SELECT brand, count(finance.*), 
    sum(revenue) AS total_revenue,
    avg(discount),
    CASE WHEN listing_price < 42 THEN 'Budget'
        WHEN listing_price < 74 THEN 'Average'
        WHEN listing_price < 129 THEN 'Expensive'
        ELSE 'Elite' END AS price_category

FROM brands
INNER JOIN finance
USING(product_id)
WHERE brand IS NOT NULL 
GROUP BY brand, price_category
ORDER BY total_revenue DESC

 * postgresql://postgres:***@localhost:2705/mei_database
8 rows affected.


brand,count,total_revenue,avg,price_category
Adidas,849,4626980.069999998,0.3247349823321567,Expensive
Adidas,1060,3233661.0599999987,0.36962264150943,Average
Adidas,307,3014316.830000001,0.2885993485342019,Elite
Adidas,359,651661.1199999999,0.2933147632311986,Budget
Nike,357,595341.0199999999,0.0,Budget
Nike,82,128475.58999999995,0.0,Elite
Nike,90,71843.15,0.0,Expensive
Nike,16,6623.499999999999,0.0,Average


In [118]:
%%sql
SELECT brand, avg(discount)*100 || '%' AS average_discount
FROM brands
INNER JOIN finance
USING(product_id)
GROUP BY brand
HAVING brand IS NOT NULL

 * postgresql://postgres:***@localhost:2705/mei_database
2 rows affected.


brand,average_discount
Adidas,33.45242718446526%
Nike,0%


# Task 5: Correlation between revenue and reviews

In [119]:
%%sql
SELECT corr(revenue, reviews)
FROM finance
INNER JOIN reviews
USING (product_id)

 * postgresql://postgres:***@localhost:2705/mei_database
1 rows affected.


corr
0.6518512283481296


# Task 6: Ratings and reviews by product description length

In [120]:
%%sql
SELECT TRUNC(length(description) /100) * 100 AS description_length, round(avg(rating::numeric), 2) AS average_rating, round(avg(reviews::numeric), 2) AS avg_reviews
FROM info
INNER JOIN reviews
USING(product_id)
WHERE description IS NOT NULL
GROUP BY description_length
ORDER BY description_length
LIMIT 10

 * postgresql://postgres:***@localhost:2705/mei_database
7 rows affected.


description_length,average_rating,avg_reviews
0.0,1.87,4.0
100.0,3.21,33.0
200.0,3.27,42.68
300.0,3.29,44.52
400.0,3.32,42.69
500.0,3.12,56.8
600.0,3.65,54.53


In [121]:
%%sql
WITH exam_corr AS(
    SELECT TRUNC(length(description) /100) * 100 AS description_length, round(avg(rating::numeric), 2) AS average_rating
        FROM info
        INNER JOIN reviews
        USING(product_id)
        WHERE description IS NOT NULL
        GROUP BY description_length
        ORDER BY description_length
)
SELECT corr(description_length, average_rating)
FROM exam_corr

 * postgresql://postgres:***@localhost:2705/mei_database
1 rows affected.


corr
0.7066864470096965


In [122]:
%%sql
SELECT corr(length(description), rating)
FROM info
INNER JOIN reviews
USING(product_id)
WHERE description IS NOT NULL

 * postgresql://postgres:***@localhost:2705/mei_database
1 rows affected.


corr
0.0288267915104933


# Task 7: Reviews by month and brand
As we know a correlation exists between reviews and revenue, one approach the company could take is to run experiments with different sales processes encouraging more reviews from customers about their purchases, such as by offering a small discount on future purchases.
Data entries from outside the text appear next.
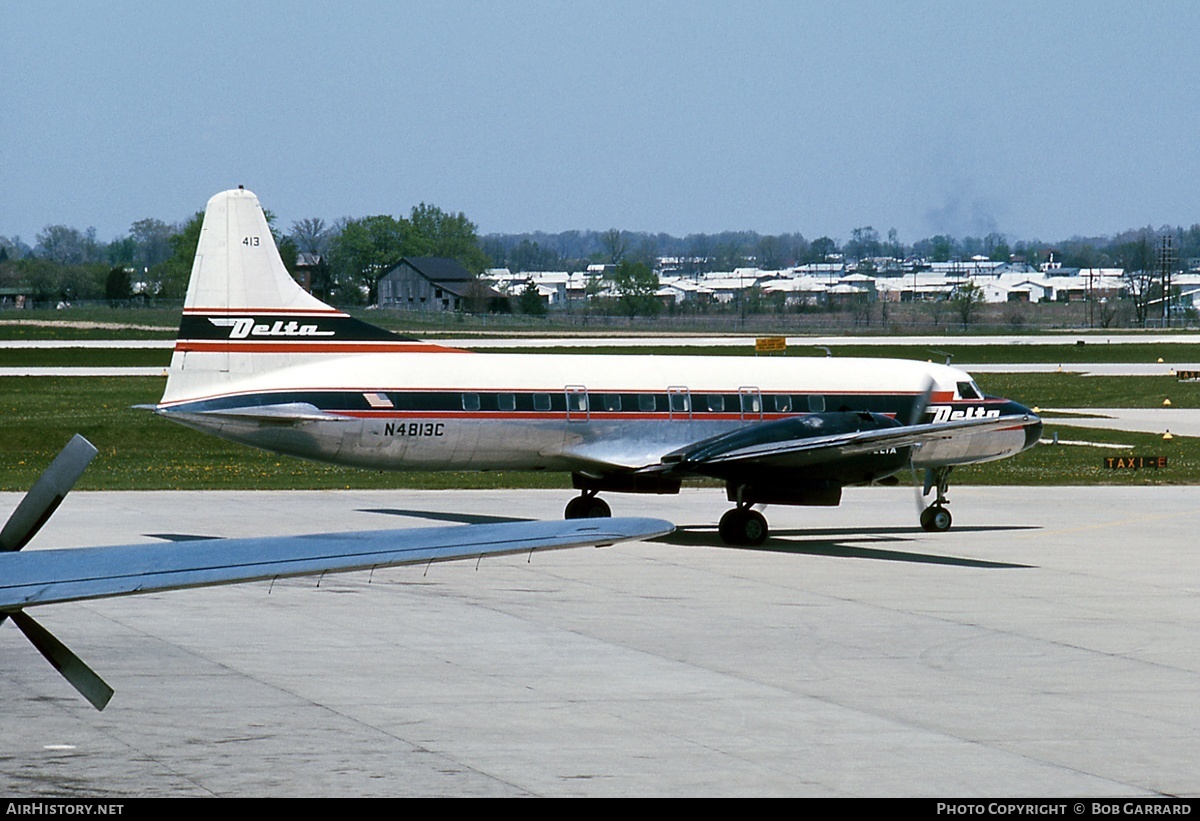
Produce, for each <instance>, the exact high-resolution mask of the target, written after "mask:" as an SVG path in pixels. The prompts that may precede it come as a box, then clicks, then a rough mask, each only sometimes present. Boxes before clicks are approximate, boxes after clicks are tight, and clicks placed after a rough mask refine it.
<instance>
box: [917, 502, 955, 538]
mask: <svg viewBox="0 0 1200 821" xmlns="http://www.w3.org/2000/svg"><path fill="white" fill-rule="evenodd" d="M953 521H954V520H953V517H952V516H950V511H949V510H947V509H946V508H943V507H942V505H940V504H932V505H930V507H928V508H925V509H924V510H923V511H922V513H920V527H922V528H923V529H924V531H928V532H929V533H946V532H947V531H949V529H950V523H952V522H953Z"/></svg>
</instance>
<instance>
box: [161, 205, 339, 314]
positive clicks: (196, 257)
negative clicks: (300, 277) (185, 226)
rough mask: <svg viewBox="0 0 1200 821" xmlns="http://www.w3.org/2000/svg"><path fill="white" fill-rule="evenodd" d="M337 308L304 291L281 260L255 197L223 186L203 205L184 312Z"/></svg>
mask: <svg viewBox="0 0 1200 821" xmlns="http://www.w3.org/2000/svg"><path fill="white" fill-rule="evenodd" d="M226 311H240V312H247V313H257V312H280V311H288V312H308V311H317V312H323V313H338V312H337V311H334V308H331V307H329V306H328V305H325V304H324V302H322V301H320V300H319V299H317V298H316V296H313V295H312V294H308V293H307V292H305V289H304V288H301V287H300V286H299V284H298V283H296V281H295V280H293V278H292V275H290V274H288V271H287V269H286V268H284V266H283V259H281V258H280V251H278V248H276V247H275V240H274V239H272V238H271V229H270V227H269V226H268V224H266V216H265V215H264V214H263V206H262V205H259V203H258V197H256V196H254V194H252V193H251V192H250V191H246V190H244V188H235V190H233V191H222V192H221V193H218V194H217V196H215V197H214V198H212V199H210V200H209V204H208V206H206V208H205V209H204V224H203V227H202V228H200V242H199V245H198V246H197V248H196V263H194V264H193V265H192V278H191V282H188V284H187V300H186V301H185V302H184V312H185V313H187V312H198V313H217V312H226Z"/></svg>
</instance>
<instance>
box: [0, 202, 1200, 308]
mask: <svg viewBox="0 0 1200 821" xmlns="http://www.w3.org/2000/svg"><path fill="white" fill-rule="evenodd" d="M202 220H203V212H197V214H194V215H193V216H192V217H191V218H190V220H187V221H185V222H182V223H167V222H163V221H161V220H157V218H151V217H148V218H145V220H139V221H137V222H134V223H133V224H131V226H130V229H128V232H127V233H126V234H125V235H122V236H119V238H116V239H114V240H110V241H107V242H106V241H101V240H100V239H98V238H97V236H96V230H95V228H88V229H85V230H79V229H77V228H73V227H70V226H64V224H53V226H47V227H46V228H43V229H42V230H41V232H38V234H37V235H36V236H35V239H34V244H32V245H28V244H25V242H23V241H22V240H20V238H19V236H13V238H10V236H4V235H0V289H4V288H8V289H13V288H22V289H25V290H26V292H28V293H29V295H31V296H32V299H34V300H35V301H37V302H43V304H44V302H55V301H72V300H101V299H108V300H109V301H112V302H114V304H116V302H126V301H130V300H132V299H142V300H167V301H179V300H181V299H182V298H184V295H185V292H186V288H187V280H188V275H190V272H191V266H192V259H193V257H194V253H196V246H197V242H198V240H199V232H200V222H202ZM268 222H269V224H270V226H271V233H272V235H274V236H275V241H276V244H277V245H278V247H280V252H281V254H282V257H283V260H284V265H287V266H288V269H289V270H293V271H294V270H295V269H296V265H298V264H300V263H302V264H305V265H306V268H307V269H308V270H310V271H311V274H312V289H313V292H314V293H316V294H317V295H318V296H320V298H322V299H325V300H328V301H331V302H335V304H338V305H355V304H362V302H371V301H373V300H374V296H376V283H377V282H378V278H379V276H380V275H382V274H384V272H385V271H386V270H389V269H390V268H391V266H394V265H395V264H396V263H397V262H398V260H400V258H401V257H450V258H452V259H457V260H458V262H460V263H462V264H463V266H466V268H467V269H468V270H469V271H472V272H474V274H479V272H481V271H482V270H485V269H487V268H493V266H494V268H508V269H509V270H511V271H516V272H521V271H545V270H560V271H580V270H584V269H586V268H587V266H588V265H592V264H596V263H602V264H606V265H611V266H613V268H616V266H618V265H620V264H622V263H625V264H626V265H625V266H624V268H623V269H622V271H620V274H622V277H623V280H629V282H628V284H629V288H626V290H630V292H635V290H636V292H638V294H640V296H642V298H644V292H646V290H647V289H648V288H649V277H647V276H646V272H644V269H647V268H648V269H655V268H658V264H659V260H660V259H662V258H668V259H670V260H671V262H670V264H668V268H670V270H671V271H674V272H680V274H702V272H708V271H722V270H733V269H737V268H748V266H755V268H761V269H764V270H776V269H782V268H790V266H793V265H800V264H805V263H824V262H834V260H848V262H853V263H856V264H857V266H858V269H859V270H865V271H871V270H874V269H876V266H877V265H887V264H889V260H892V262H895V260H904V259H913V258H917V259H922V260H925V262H949V260H954V259H971V258H974V257H978V256H983V257H986V258H990V259H995V260H1001V262H1006V260H1010V259H1018V260H1025V262H1028V263H1030V264H1039V263H1040V262H1044V260H1045V259H1046V257H1048V256H1049V254H1050V253H1051V252H1052V253H1054V254H1055V259H1056V262H1058V263H1061V264H1062V265H1064V266H1068V268H1123V269H1126V270H1127V271H1142V270H1152V269H1156V268H1157V264H1158V252H1159V251H1158V239H1159V238H1160V236H1163V235H1166V234H1170V235H1171V236H1172V242H1174V248H1175V258H1176V260H1177V263H1178V265H1180V266H1182V265H1183V263H1184V262H1186V260H1189V259H1198V258H1200V224H1193V226H1192V227H1190V228H1183V227H1171V226H1163V227H1160V228H1157V229H1156V228H1152V227H1145V228H1134V229H1129V230H1126V232H1122V233H1120V234H1117V235H1115V236H1090V238H1085V236H1074V238H1070V239H1067V240H1061V241H1057V242H1043V241H1039V240H1013V239H1012V238H1009V236H1007V235H1004V234H1000V233H992V234H988V235H986V236H962V238H955V236H949V235H944V234H938V235H934V236H928V238H923V239H919V240H917V241H914V242H912V244H906V242H904V241H901V240H900V238H899V235H898V232H896V230H895V229H894V228H893V229H890V230H888V232H887V233H886V234H881V233H880V232H878V230H876V229H875V228H874V227H871V226H863V227H858V228H854V229H852V230H851V234H850V239H847V240H845V241H841V240H838V239H834V238H830V236H817V238H815V239H812V240H809V239H806V238H805V236H804V235H803V234H800V233H798V232H796V233H784V234H758V233H756V232H752V230H744V232H721V233H715V234H689V235H686V236H683V238H678V236H672V235H670V234H665V233H658V234H652V233H647V232H630V230H620V229H617V228H612V229H608V230H566V232H560V233H553V234H552V233H544V232H535V233H523V234H487V235H485V236H480V235H479V233H478V228H476V226H475V223H473V222H472V221H470V220H469V218H467V216H466V215H464V214H462V212H449V211H444V210H442V209H440V208H438V206H436V205H428V204H425V203H421V204H419V205H415V206H414V208H412V209H410V211H409V212H408V215H407V216H391V215H373V216H366V217H358V218H350V217H346V218H342V220H337V221H335V222H332V223H326V222H325V221H324V220H323V218H319V217H312V218H305V220H299V221H296V222H293V223H292V227H290V229H289V230H287V232H284V230H283V229H281V228H280V227H278V226H277V223H276V220H275V217H274V215H272V214H270V211H268ZM631 266H636V268H631ZM634 270H636V271H637V276H636V277H632V278H630V277H631V275H630V271H634ZM530 301H532V300H530ZM641 301H642V302H644V301H646V300H644V299H641ZM630 307H632V306H630Z"/></svg>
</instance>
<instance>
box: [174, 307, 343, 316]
mask: <svg viewBox="0 0 1200 821" xmlns="http://www.w3.org/2000/svg"><path fill="white" fill-rule="evenodd" d="M184 313H194V314H203V313H239V314H242V316H253V314H256V313H278V314H281V316H293V314H294V316H298V317H348V316H350V314H348V313H346V312H344V311H338V310H336V308H324V310H323V308H184Z"/></svg>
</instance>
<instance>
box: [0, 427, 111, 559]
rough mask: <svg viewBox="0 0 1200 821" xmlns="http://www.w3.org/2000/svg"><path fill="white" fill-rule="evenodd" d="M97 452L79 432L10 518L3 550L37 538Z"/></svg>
mask: <svg viewBox="0 0 1200 821" xmlns="http://www.w3.org/2000/svg"><path fill="white" fill-rule="evenodd" d="M96 453H97V451H96V448H95V445H92V444H91V443H90V442H88V439H85V438H83V437H82V436H79V435H78V433H76V435H74V437H72V439H71V442H68V443H67V447H66V448H64V449H62V453H60V454H59V455H58V456H56V457H55V459H54V461H53V462H50V467H48V468H46V471H44V472H43V473H42V475H41V477H40V478H38V480H37V483H35V484H34V487H32V489H31V490H30V491H29V492H28V493H25V498H23V499H22V501H20V504H18V505H17V509H16V510H13V511H12V515H11V516H8V521H7V522H6V523H5V526H4V531H0V550H4V551H12V550H20V549H22V547H24V546H25V545H28V544H29V540H30V539H32V538H34V537H35V535H37V532H38V531H40V529H42V525H44V523H46V521H47V520H48V519H49V517H50V516H52V515H53V514H54V511H55V510H56V509H58V507H59V504H61V503H62V498H64V497H65V496H66V495H67V493H68V492H70V491H71V489H72V487H74V484H76V483H77V481H79V477H80V475H83V472H84V471H85V469H86V468H88V465H89V463H90V462H91V460H92V457H94V456H95V455H96Z"/></svg>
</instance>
Let's take a look at the volume of reviews by month to see if there are any trends or gaps we can look to exploit.



In [123]:
%%sql
SELECT brand, date_part('month', last_visited) AS month, count(reviews) as num_reviews
FROM brands
INNER JOIN traffic
USING (product_id) 
INNER JOIN reviews
USING (product_id)
WHERE date_part('year', last_visited) != 2020
GROUP BY brand, month
HAVING brand IS NOT NULL AND date_part('month', last_visited) IS NOT NULL
ORDER BY brand, month

 * postgresql://postgres:***@localhost:2705/mei_database
24 rows affected.


brand,month,num_reviews
Adidas,1.0,163
Adidas,2.0,173
Adidas,3.0,178
Adidas,4.0,151
Adidas,5.0,172
Adidas,6.0,159
Adidas,7.0,170
Adidas,8.0,189
Adidas,9.0,181
Adidas,10.0,192


In [124]:
%%sql
select min(LAST_VISITED), max(LAST_VISITED)
from traffic

 * postgresql://postgres:***@localhost:2705/mei_database
1 rows affected.


min,max
2018-01-01 00:00:00,2020-04-12 19:00:00


# Task 8+9:     Product Performance

In [126]:
%%sql

-- Create the footwear CTE, containing description and revenue
-- Filter footwear for products with a description containing %shoe%, %trainer, or %foot%
-- Also filter for products that are not missing values for description
-- Calculate the number of products and median revenue for footwear products

WITH footwear AS(
    SELECT description, revenue
    FROM info 
    INNER JOIN finance 
    USING (product_id)
    WHERE (description ILIKE '%shoe%' OR description ILIKE '%trainer%' OR description ILIKE '%foot%') AND description IS NOT NULL)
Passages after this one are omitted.